No primeiro filme, felizmente, não se insinuou nenhuma prática incestuosa entre Joe e seu afetuoso pai. Seria clichê e desnecessário. O incesto acaba aparecendo na segunda parte de maneira indireta. Joe passa a tutelar uma adolescente, P (Mia Goth) que ao chegar a maioridade, vai morar com ela. É esta que faz os avanços, para dor e desespero da própria Joe, que não parecia querer a relação inicialmente. Mas ao envolver-se, surge o primitivo sentimento de posse e com ele o ciúme. E foi isso que a levou a estar largada no beco no início do filme.

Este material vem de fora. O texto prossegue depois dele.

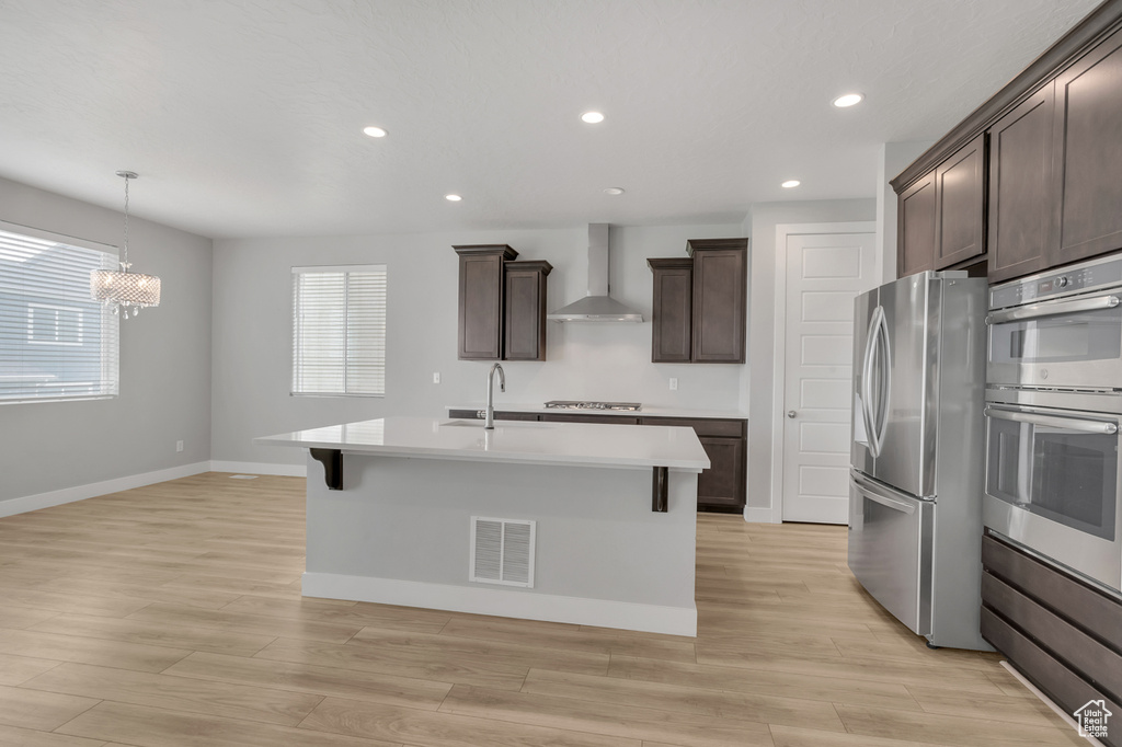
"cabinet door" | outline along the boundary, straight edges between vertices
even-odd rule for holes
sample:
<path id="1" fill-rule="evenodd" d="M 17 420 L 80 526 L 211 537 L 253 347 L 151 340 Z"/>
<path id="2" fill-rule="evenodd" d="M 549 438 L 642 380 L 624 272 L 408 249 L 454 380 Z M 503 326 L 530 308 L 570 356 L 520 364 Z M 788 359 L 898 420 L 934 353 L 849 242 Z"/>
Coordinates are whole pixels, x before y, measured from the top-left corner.
<path id="1" fill-rule="evenodd" d="M 546 261 L 507 262 L 504 360 L 545 360 Z"/>
<path id="2" fill-rule="evenodd" d="M 990 129 L 990 282 L 1043 269 L 1054 245 L 1055 85 L 1048 83 Z"/>
<path id="3" fill-rule="evenodd" d="M 900 193 L 896 277 L 935 269 L 935 173 Z"/>
<path id="4" fill-rule="evenodd" d="M 649 259 L 654 274 L 652 363 L 688 363 L 693 316 L 693 260 Z"/>
<path id="5" fill-rule="evenodd" d="M 698 506 L 744 506 L 744 440 L 700 436 L 711 467 L 698 476 Z"/>
<path id="6" fill-rule="evenodd" d="M 503 258 L 499 255 L 460 257 L 461 360 L 503 357 Z"/>
<path id="7" fill-rule="evenodd" d="M 744 362 L 746 273 L 746 249 L 695 249 L 693 362 Z"/>
<path id="8" fill-rule="evenodd" d="M 1059 240 L 1049 266 L 1122 248 L 1122 34 L 1056 79 Z"/>
<path id="9" fill-rule="evenodd" d="M 935 169 L 935 268 L 985 252 L 985 133 Z"/>

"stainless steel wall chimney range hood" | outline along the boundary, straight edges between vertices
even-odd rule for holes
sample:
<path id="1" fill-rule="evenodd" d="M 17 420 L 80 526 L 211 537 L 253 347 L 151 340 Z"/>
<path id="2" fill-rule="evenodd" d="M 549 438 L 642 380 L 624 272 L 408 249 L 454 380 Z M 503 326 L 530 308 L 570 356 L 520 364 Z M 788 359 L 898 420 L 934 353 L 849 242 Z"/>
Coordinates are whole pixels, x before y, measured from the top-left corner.
<path id="1" fill-rule="evenodd" d="M 608 224 L 588 224 L 588 295 L 545 316 L 554 322 L 642 322 L 643 315 L 608 295 Z"/>

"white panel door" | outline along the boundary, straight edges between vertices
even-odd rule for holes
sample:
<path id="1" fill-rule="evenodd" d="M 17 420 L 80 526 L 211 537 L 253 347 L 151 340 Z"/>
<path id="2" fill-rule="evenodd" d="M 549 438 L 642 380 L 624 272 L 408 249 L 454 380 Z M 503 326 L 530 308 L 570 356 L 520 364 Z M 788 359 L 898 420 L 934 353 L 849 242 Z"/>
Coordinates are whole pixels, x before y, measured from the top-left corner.
<path id="1" fill-rule="evenodd" d="M 787 241 L 783 520 L 849 518 L 853 299 L 876 285 L 874 234 Z"/>

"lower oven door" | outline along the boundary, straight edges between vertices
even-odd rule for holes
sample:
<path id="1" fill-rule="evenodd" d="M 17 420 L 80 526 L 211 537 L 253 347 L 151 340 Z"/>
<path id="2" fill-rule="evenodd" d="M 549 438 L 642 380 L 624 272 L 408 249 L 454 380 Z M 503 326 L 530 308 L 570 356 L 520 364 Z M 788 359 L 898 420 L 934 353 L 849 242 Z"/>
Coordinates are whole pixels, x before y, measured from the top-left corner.
<path id="1" fill-rule="evenodd" d="M 995 404 L 985 416 L 984 524 L 1122 589 L 1119 416 Z"/>
<path id="2" fill-rule="evenodd" d="M 935 504 L 849 473 L 849 570 L 884 609 L 931 633 Z"/>

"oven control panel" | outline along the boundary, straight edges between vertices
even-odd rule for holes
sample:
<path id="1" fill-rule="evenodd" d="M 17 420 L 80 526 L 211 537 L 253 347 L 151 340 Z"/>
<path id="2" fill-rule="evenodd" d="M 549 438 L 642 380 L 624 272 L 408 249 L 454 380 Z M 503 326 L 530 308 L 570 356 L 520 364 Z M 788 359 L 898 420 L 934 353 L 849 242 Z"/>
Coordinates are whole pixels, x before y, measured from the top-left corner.
<path id="1" fill-rule="evenodd" d="M 1122 286 L 1122 256 L 1119 255 L 996 285 L 990 288 L 990 308 L 1008 308 L 1113 286 Z"/>

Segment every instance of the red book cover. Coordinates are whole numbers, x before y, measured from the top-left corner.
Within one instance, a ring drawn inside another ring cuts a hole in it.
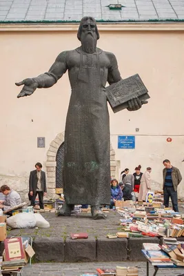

Muita gente estranhou o final, mas sendo Seligman a representação da Cultura, é fácil entender que nossa cultura normaliza a violência sexual às mulheres, especialmente àquelas que possuem vida sexual ativa notória. Não destoa do personagem a tentativa de estupro. Ele era apenas um curioso, um teórico que manifestou interesse no que Joe relatou já ter feito com tantas pessoas. A reação de Joe (assim como sua fala no grupo de apoio) ecoa o fala de todas as mulheres do mundo: o corpo é meu, a escolha é minha, a sociedade deveria parar de querer me controlar. A opção por ocultar o desfecho em uma tela negra aumentou o impacto do resultado final.

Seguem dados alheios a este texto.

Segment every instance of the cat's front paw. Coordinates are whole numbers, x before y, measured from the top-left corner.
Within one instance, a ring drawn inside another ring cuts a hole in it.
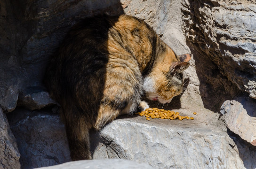
[[[149,108],[149,106],[145,101],[142,101],[140,103],[140,107],[141,111],[144,111],[147,108]]]

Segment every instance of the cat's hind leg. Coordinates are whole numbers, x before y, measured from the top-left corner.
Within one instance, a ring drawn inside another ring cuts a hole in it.
[[[120,59],[110,60],[105,79],[96,129],[100,129],[120,115],[132,115],[138,109],[148,107],[146,103],[141,100],[142,76],[136,64]]]
[[[72,161],[90,160],[89,130],[91,128],[88,119],[74,107],[68,114],[64,114],[65,126]],[[78,115],[80,114],[80,115]]]

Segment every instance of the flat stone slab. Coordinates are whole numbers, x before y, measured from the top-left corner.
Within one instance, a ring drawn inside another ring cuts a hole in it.
[[[180,110],[182,115],[192,115],[187,109]],[[21,113],[24,115],[22,118]],[[256,168],[256,149],[233,133],[227,133],[224,124],[213,125],[222,123],[216,115],[198,111],[194,120],[182,121],[120,116],[100,132],[91,131],[93,159],[126,159],[154,169]],[[20,109],[8,117],[22,168],[70,161],[65,128],[57,115]]]
[[[66,162],[51,167],[42,167],[40,169],[153,169],[149,165],[130,160],[121,159],[81,160]]]

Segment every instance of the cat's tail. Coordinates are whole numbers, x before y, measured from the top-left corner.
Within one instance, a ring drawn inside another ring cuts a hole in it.
[[[75,106],[62,111],[72,160],[91,159],[88,119]]]

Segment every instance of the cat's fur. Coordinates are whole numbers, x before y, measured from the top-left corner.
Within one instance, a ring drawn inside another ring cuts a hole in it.
[[[85,19],[50,60],[45,83],[62,107],[72,160],[91,159],[88,131],[122,114],[169,102],[183,89],[190,54],[177,57],[143,21],[121,15]]]

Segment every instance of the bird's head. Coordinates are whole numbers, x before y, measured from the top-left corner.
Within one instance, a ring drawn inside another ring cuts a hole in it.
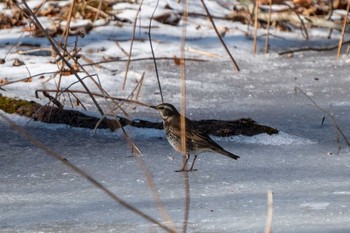
[[[152,108],[157,109],[164,120],[179,115],[177,109],[168,103],[159,104],[157,106],[152,106]]]

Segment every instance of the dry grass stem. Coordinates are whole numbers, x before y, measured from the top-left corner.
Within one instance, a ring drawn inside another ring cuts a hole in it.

O segundo filme é menos sobre prazer e mais sobre dor. Ainda assim graças ao desfecho, o que fica é uma mensagem poderosa. Se a personagem principal fosse mais psicológica e mentalmente sã, provavelmente ela seria mais assimilada e aceita mais facilmente. Senti falta da filmagem impecavelmente bonita de Anticristo e Melancolia. Aqui a composição aproxima-se da crueza de Dogma 95. Mas nada que prejudique a obra como um todo. Trata-se de um filme de difícil digestão e que suscita conversas e debates interessantes, o que já é mais que grande parte da produção cinematográfica contemporânea.